Based on the settings, the assembly of the nonlocal stiffness matrix is effected via

figure f

The dictionary mesh contains information about the labeling of elements, vertices, and dof. The labels of the degrees of freedom (dof) depend on the kernel (scalar or tensor-valued) and the ansatz space (CG or DG). Therefore, the function nlfem.stiffnessMatrix_fromArray() automatically deduces vertexLabels and dofLabels. A vertex is labeled according to the labels of the elements it belongs to, and it is given the smallest of those element labels. The dof labels are identical to the vertex labels for CG ansatz spaces and scalar-valued kernels. For DG ansatz spaces, the labels are directly obtained from the element labels. The labels of the degrees of freedom on the domain \(\Omega\) and the Dirichlet domain \(\Omega _D\) are derived from the element labels and stored in mesh as dofLabels so that the following lines isolate the corresponding entries of the discrete solution (Fig. 8).

figure g

Example

In the given example, we have a CG ansatz space and a scalar-valued kernel so that the dofLabels are identical to the vertexLabels; see Fig. 7b.
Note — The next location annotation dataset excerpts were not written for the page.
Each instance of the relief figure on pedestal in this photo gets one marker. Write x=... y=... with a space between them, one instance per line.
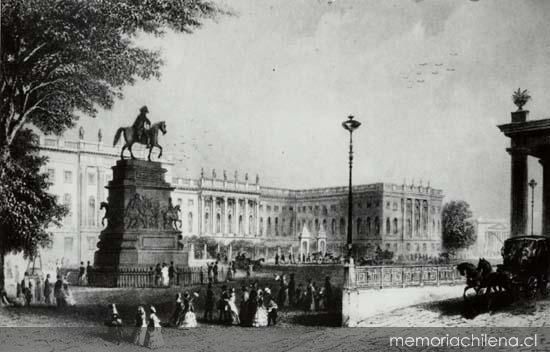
x=139 y=133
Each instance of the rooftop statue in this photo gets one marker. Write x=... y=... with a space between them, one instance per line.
x=141 y=132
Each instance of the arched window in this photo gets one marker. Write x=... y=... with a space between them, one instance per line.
x=91 y=211
x=369 y=227
x=261 y=226
x=241 y=229
x=190 y=222
x=250 y=225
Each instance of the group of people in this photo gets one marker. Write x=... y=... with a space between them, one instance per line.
x=37 y=290
x=147 y=329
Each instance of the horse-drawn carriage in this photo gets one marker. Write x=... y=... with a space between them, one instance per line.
x=524 y=271
x=526 y=264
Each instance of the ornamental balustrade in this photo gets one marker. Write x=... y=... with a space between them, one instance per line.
x=378 y=277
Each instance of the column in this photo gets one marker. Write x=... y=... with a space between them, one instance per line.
x=246 y=217
x=519 y=192
x=545 y=161
x=257 y=218
x=225 y=218
x=201 y=216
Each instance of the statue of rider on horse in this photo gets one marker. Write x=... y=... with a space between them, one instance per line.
x=141 y=132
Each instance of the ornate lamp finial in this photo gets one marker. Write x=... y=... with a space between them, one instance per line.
x=520 y=98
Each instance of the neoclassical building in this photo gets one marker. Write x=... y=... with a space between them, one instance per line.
x=405 y=219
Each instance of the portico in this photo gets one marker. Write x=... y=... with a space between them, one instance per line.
x=528 y=138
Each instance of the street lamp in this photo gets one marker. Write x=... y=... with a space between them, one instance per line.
x=350 y=125
x=532 y=184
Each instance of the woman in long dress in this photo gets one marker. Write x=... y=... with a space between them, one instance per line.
x=140 y=330
x=177 y=311
x=48 y=290
x=165 y=275
x=153 y=338
x=114 y=323
x=233 y=311
x=260 y=318
x=67 y=295
x=189 y=319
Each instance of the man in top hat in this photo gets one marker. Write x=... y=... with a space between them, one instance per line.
x=139 y=124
The solution of a Dirichlet-type problem requires the definition of Dirichlet data \(g\). The function below implements \(g(\textbf{x}) = x_1^2 x_2 + x_2^2\).

figure h

Ultimately, we can solve the discrete nonlocal Dirichlet problem via

figure i
Fig. 8
figure 8

Solution of the example problem

4.2 Structure of the Code

The nlfem code provides a Python interface which communicates all settings to a C++ function. The main functionality of nlfem is evoked by the function stiffnessMatrix_fromArray() in the file cython/nflem.pyx. We therefore restrict the description of the code structure on the flow of function calls starting from the user input to the evaluation of a kernel function and the return of the discrete system. More details are to be found in the C++ documentation of nlfem. The function stiffnessMatrix_fromArray() is written in Cython and can be called from Python. It passes the input to a C++ function and leads to a call of par_system() located in src/Cassemble.cpp. This function collects all settings and starts the assembly of the nonlocal stiffness matrix. It splits up the work by an OpenMP work-sharing construct and starts a double loop over the finite elements for each of the workers. In the center of the double loop, par_system() calls the integration function which has been chosen by the user. The function is called by the pointer integrate() and implemented in src/integration.cpp. This function again evokes a specific method to evaluate the interaction neighborhood which finally evaluates the kernel model_kernel(). The kernels are implemented in src/model.cpp and listed in a C++ map in src/Cassemble.cpp which allows to access them from the Python interface. After the completion of the assembly, a sparse matrix is stored to disk by par_system() and read again by stiffnessMatrix_fromArray() which returns it to the user as scipy.sparse.csr_matrix object.

4.3 Scope and Comparison

The code nlfem [10] provides similar functionality as PyNucleus [19], and we therefore combine the presentation of the scope of nlfem with a comparison of the functionality of PyNucleus and nlfem. First of all, the code PyNucleus points into a different direction than nlfem as it assembles operators of the type

$$\begin{aligned} -\widetilde{\mathcal {L}}\textbf{u}(\textbf{x}) = ~ \int _{\mathbb {R}^d}\left( u(\textbf{x}) - u(\textbf{y})\right) \gamma (\textbf{x}, \textbf{y})d\textbf{y}\end{aligned}$$
(36)

as opposed to (4), where the case that the scalar kernel \(\gamma (\textbf{x}, \textbf{y})\) has an infinite interaction horizon is explicitly allowed. The operators \(\mathcal {L}\) and \(\widetilde{\mathcal {L}}\) are identical for symmetric kernels.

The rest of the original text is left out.